Peng, Bareinboim, and Blocki Receive NSF Awards
Writer(s): Kristyn Childres
Chunyi Peng, Elias Bareinboim and Jeremiah Blocki, all assistant professors in the Department of Computer Science, have received awards from the National Science Foundation (NSF). Peng and Bareinboim received CAREER awards, and Blocki received a CRII award. Ben Delaware received a CRII award earlier this semester.
The CAREER program was created to support junior faculty in light of their outstanding research, excellent education and the integration of education and research within the context of the mission of their organizations. The CRII program was established to encourage research independence by supporting faculty during their first two years in an academic position.
Chunyi Peng: Amplifying Intelligence in Mobile Networked Systems
The mobile Internet revolution is ongoing. As the technology evolves from the fourth generation (4G) to 5G and beyond, there is a need to incorporate in these networks a substantially higher degree of intelligence than is present today.
“Current 4G systems don’t provide sufficient information on network behaviors, making it challenging to optimize performance and diagnose failures, and furthermore discouraging the deployment of new applications like virtual and augmented realities, and autonomous vehicles,” said Peng. Her project seeks to enhance intelligence in the 4G/5G signaling subsystem, offering network control utilities like radio resource control and mobility management.
“This work will lead to improvements in performance and reliability for our mobile Internet infrastructure, seeking to influence the upcoming 5G and post-5G standardization,” she said.
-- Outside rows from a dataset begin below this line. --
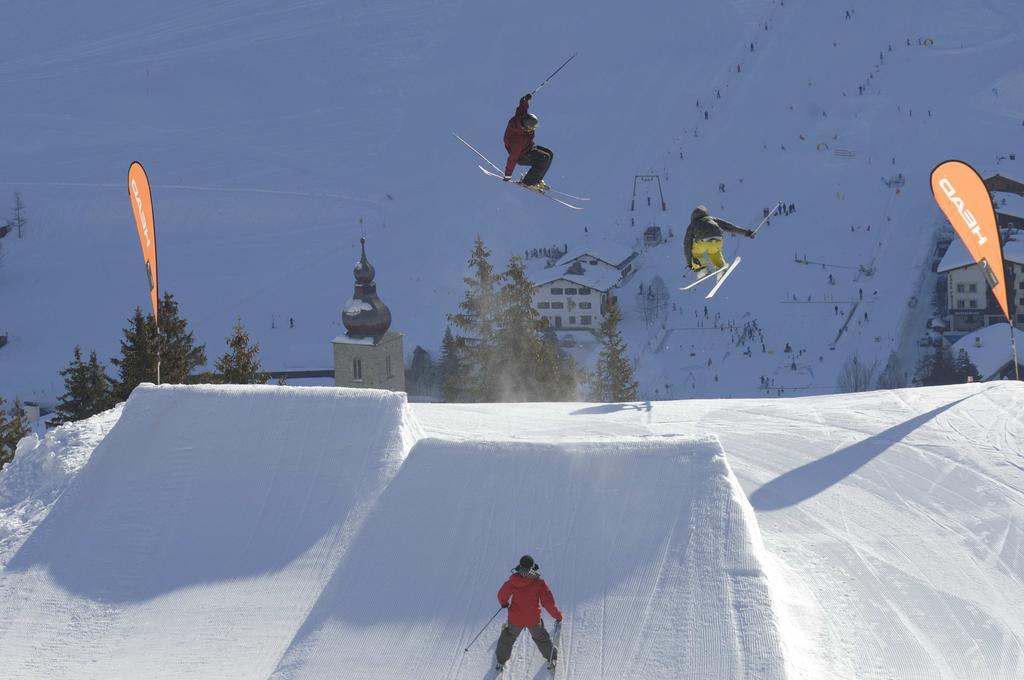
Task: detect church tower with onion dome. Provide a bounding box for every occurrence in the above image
[331,239,406,392]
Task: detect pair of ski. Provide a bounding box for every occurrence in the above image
[679,201,782,300]
[679,255,742,300]
[452,132,590,210]
[494,622,562,680]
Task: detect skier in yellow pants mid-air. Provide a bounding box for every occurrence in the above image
[683,201,754,279]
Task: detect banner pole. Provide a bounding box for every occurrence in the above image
[1010,322,1021,380]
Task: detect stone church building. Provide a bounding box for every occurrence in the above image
[331,239,406,392]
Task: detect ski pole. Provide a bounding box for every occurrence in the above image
[529,52,580,96]
[754,201,782,233]
[462,607,505,653]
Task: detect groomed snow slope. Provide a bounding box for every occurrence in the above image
[415,382,1024,680]
[274,437,784,679]
[8,383,1024,680]
[0,386,419,678]
[0,386,785,678]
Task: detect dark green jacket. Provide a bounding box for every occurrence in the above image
[683,206,754,261]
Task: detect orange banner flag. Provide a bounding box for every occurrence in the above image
[128,162,160,326]
[932,161,1013,324]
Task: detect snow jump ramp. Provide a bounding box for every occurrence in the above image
[0,387,785,679]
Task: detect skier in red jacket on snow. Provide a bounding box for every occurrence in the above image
[495,555,562,671]
[505,94,555,192]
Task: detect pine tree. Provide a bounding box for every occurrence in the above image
[591,298,638,401]
[111,293,206,401]
[445,237,498,401]
[879,352,906,389]
[953,349,981,382]
[0,396,14,470]
[406,345,437,396]
[151,293,206,384]
[111,307,158,401]
[0,397,32,470]
[56,346,114,423]
[214,318,269,385]
[914,345,967,386]
[488,256,579,401]
[438,327,464,401]
[10,192,29,239]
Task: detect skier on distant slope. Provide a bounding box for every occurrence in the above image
[683,206,754,279]
[505,94,555,192]
[495,555,562,672]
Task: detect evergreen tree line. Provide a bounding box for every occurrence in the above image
[434,237,637,401]
[53,292,267,423]
[837,344,981,392]
[0,397,30,470]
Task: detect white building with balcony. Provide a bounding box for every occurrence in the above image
[937,238,1024,332]
[527,261,623,333]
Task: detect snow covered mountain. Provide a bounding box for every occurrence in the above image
[0,0,1024,402]
[0,383,1024,680]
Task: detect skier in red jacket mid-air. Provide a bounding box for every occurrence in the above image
[505,94,555,192]
[496,555,562,672]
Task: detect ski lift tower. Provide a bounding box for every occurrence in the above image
[630,175,669,212]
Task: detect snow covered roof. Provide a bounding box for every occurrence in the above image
[937,239,1024,273]
[526,264,622,293]
[952,324,1014,380]
[558,239,637,267]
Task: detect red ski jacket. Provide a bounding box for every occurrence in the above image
[498,571,562,628]
[505,97,535,176]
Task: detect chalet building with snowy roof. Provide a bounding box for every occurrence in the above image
[331,239,406,392]
[936,238,1024,333]
[558,242,640,279]
[526,242,638,334]
[985,175,1024,229]
[952,322,1024,381]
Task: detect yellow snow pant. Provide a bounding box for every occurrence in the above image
[690,239,725,269]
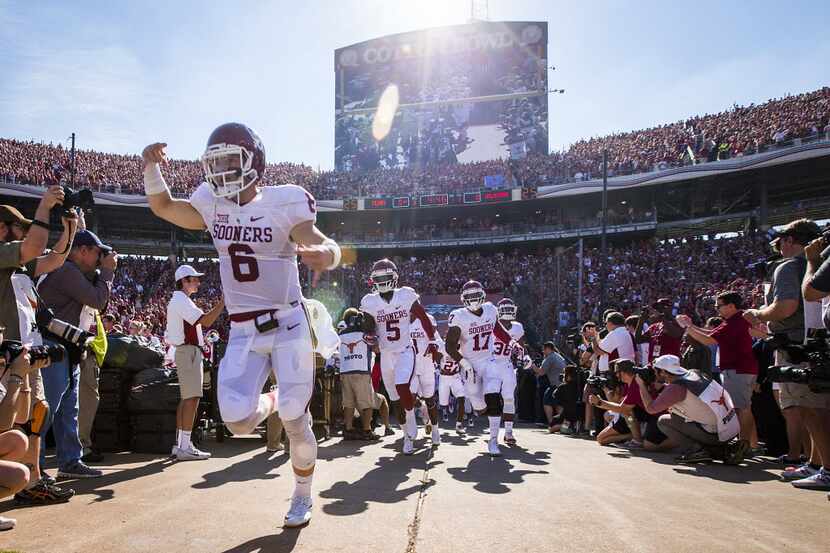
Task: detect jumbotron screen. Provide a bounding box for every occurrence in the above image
[334,21,548,171]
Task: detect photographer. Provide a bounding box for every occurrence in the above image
[38,230,118,478]
[796,231,830,492]
[0,327,48,530]
[588,359,662,449]
[0,201,79,505]
[634,355,746,464]
[677,291,758,454]
[744,219,830,490]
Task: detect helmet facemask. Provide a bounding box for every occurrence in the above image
[461,288,487,311]
[369,271,398,294]
[202,144,260,198]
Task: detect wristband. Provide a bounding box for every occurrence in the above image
[323,238,343,271]
[144,163,169,196]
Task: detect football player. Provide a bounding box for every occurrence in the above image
[446,280,498,440]
[484,298,525,455]
[142,123,341,527]
[360,259,437,455]
[409,313,443,446]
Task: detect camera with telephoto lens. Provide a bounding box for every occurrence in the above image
[767,329,830,394]
[35,308,95,348]
[634,367,657,386]
[0,340,66,364]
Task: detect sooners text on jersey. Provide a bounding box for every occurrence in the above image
[360,286,418,351]
[190,183,317,314]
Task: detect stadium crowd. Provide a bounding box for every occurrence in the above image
[0,87,830,200]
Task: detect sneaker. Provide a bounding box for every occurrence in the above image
[58,461,104,478]
[283,496,312,528]
[173,444,210,461]
[14,479,75,506]
[0,517,17,530]
[723,440,749,465]
[781,463,819,482]
[675,449,712,464]
[791,468,830,491]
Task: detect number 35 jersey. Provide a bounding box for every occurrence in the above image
[447,301,499,363]
[360,286,418,353]
[190,183,317,314]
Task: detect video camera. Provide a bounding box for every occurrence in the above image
[0,340,66,364]
[766,330,830,394]
[35,308,95,348]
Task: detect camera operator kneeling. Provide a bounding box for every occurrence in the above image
[634,355,748,464]
[588,359,673,451]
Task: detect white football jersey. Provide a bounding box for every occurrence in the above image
[360,286,418,352]
[491,321,525,362]
[447,301,499,362]
[190,183,317,314]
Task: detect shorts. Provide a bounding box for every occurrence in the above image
[340,372,376,411]
[464,358,490,411]
[776,351,830,409]
[484,360,516,398]
[438,373,464,407]
[217,307,314,422]
[409,353,435,398]
[721,369,757,409]
[380,346,415,401]
[174,345,205,399]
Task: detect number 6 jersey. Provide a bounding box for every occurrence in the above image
[360,286,418,353]
[190,183,317,314]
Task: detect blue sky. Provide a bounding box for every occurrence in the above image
[0,0,830,169]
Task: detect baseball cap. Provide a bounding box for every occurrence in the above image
[0,205,32,227]
[175,265,205,282]
[654,355,689,376]
[73,230,112,253]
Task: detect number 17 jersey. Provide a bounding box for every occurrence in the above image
[190,183,317,314]
[360,286,418,353]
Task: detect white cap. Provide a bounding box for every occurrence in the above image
[175,265,205,282]
[654,355,689,376]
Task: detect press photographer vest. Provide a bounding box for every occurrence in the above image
[340,331,372,374]
[669,372,740,442]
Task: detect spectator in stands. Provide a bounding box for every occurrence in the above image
[165,265,225,461]
[677,291,760,456]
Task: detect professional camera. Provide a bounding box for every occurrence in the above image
[55,186,95,215]
[634,367,657,386]
[0,340,66,363]
[35,308,95,348]
[767,330,830,394]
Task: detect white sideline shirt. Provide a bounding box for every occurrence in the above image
[164,290,205,347]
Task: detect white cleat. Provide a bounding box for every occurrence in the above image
[173,445,210,461]
[283,495,312,528]
[403,435,415,455]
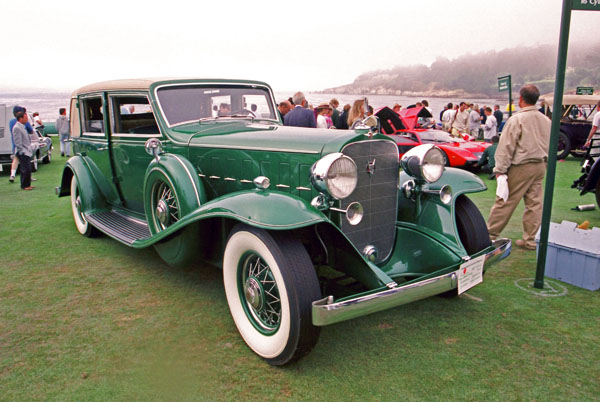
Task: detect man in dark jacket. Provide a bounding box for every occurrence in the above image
[283,92,317,128]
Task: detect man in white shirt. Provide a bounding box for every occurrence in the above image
[483,107,498,143]
[469,103,481,138]
[442,103,456,132]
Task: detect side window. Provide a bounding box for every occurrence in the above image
[69,98,81,137]
[244,95,272,118]
[110,96,160,135]
[80,97,104,134]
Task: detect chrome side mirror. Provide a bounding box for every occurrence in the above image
[144,138,163,160]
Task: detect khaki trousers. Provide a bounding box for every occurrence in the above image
[488,162,546,247]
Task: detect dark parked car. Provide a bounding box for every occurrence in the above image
[540,95,600,159]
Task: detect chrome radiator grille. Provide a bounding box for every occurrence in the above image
[341,140,399,262]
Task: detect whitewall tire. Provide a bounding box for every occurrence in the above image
[223,224,321,365]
Peng will work closely with mobile network companies during this project. She will develop Amplifying Intelligence in Mobile Network Systems (AIM), a multi-disciplinary solution that applies machine learning, data science, distributed systems and computing theory to mobile networking. It offers protocol and function analytics, control-plane signaling for data access, enhanced error-handling design and mobile VR for data-plane signaling intelligence. AIM will tackle the problem of high complexity and lack of verification in the infrastructure, as well as addressing the current lack of information about underlying network operations at the level of the mobile operating system.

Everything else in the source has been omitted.